Sábado, 11/2/2012 00:24
La investigación sobre la muerte de cinco inmigrantes en el asalto a la valla de Ceuta ha revelado que, al menos dos de ellos (los que fueron encontrados en territorio español), recibieron disparos de bala. Ante las acusaciones de que los proyectiles fueran disparados desde la zona española, la Guardia Civil ha hecho público esta noche un informe donde se excluye que sus agentes realizaran tiros con fuego real.
Según estas fuentes de la investigación, al menos uno de los tres subsaharianos que han aparecido sin vida en territorio marroquí presentaba varios impactos de perdigón, una munición que no utiliza la Guardia Civil y que es similar a la que emplea la Gendarmería marroquí.
En cambio, la agencia oficial de prensa marroquí MAP ha afirmado que los cinco subsaharianos muertos esta madrugada fueron abatidos por disparos de la Guardia Civil. Esta agencia cita como fuentes algunos de los inmigrantes que no consiguieron saltar la valla.
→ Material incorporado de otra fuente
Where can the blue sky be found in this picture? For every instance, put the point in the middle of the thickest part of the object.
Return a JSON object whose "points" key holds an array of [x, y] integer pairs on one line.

Sin embargo, la Guardia Civil ha realizado un informe en el que se excluye que sus agentes hicieron algún disparo de fuego real con armas reglamentarias y que por lo tanto no han podido causar heridas mortales. Además, el informe asegura que los expertos en balística desplazados a Ceuta concluyen que los proyectiles examinados no se corresponden con la munición utilizada por la Guardia Civil.
Todos estos datos no han sido confirmados por el presidente de Gobierno, José Luís Rodríguez Zapatero, quien sólo ha anunciado el acuerdo alcanzado con su homólogo marroquí, Driss Jetú, para realizar una "investigación inmediata" para aclarar lo sucedido.
Asaltos a la valla fronteriza de Ceuta y de Melilla
Ambos dirigentes, que han celebrado en Sevilla la VII Reunión de Alto Nivel bilateral, han expresado su dolor por la tragedia y han garantizado que "con la máxima transparencia" darán a conocer los datos de la investigación.
El suceso se producía en la madrugada del miércoles al jueves, cuando medio millar de inmigrantes asaltaban la valla fronteriza de Ceuta. Cinco inmigrantes fallecían y otras 115 resultaban heridas. Horas después, Marruecos abortaba otro intento masivo, esta vez a través de la doble valla de Melilla.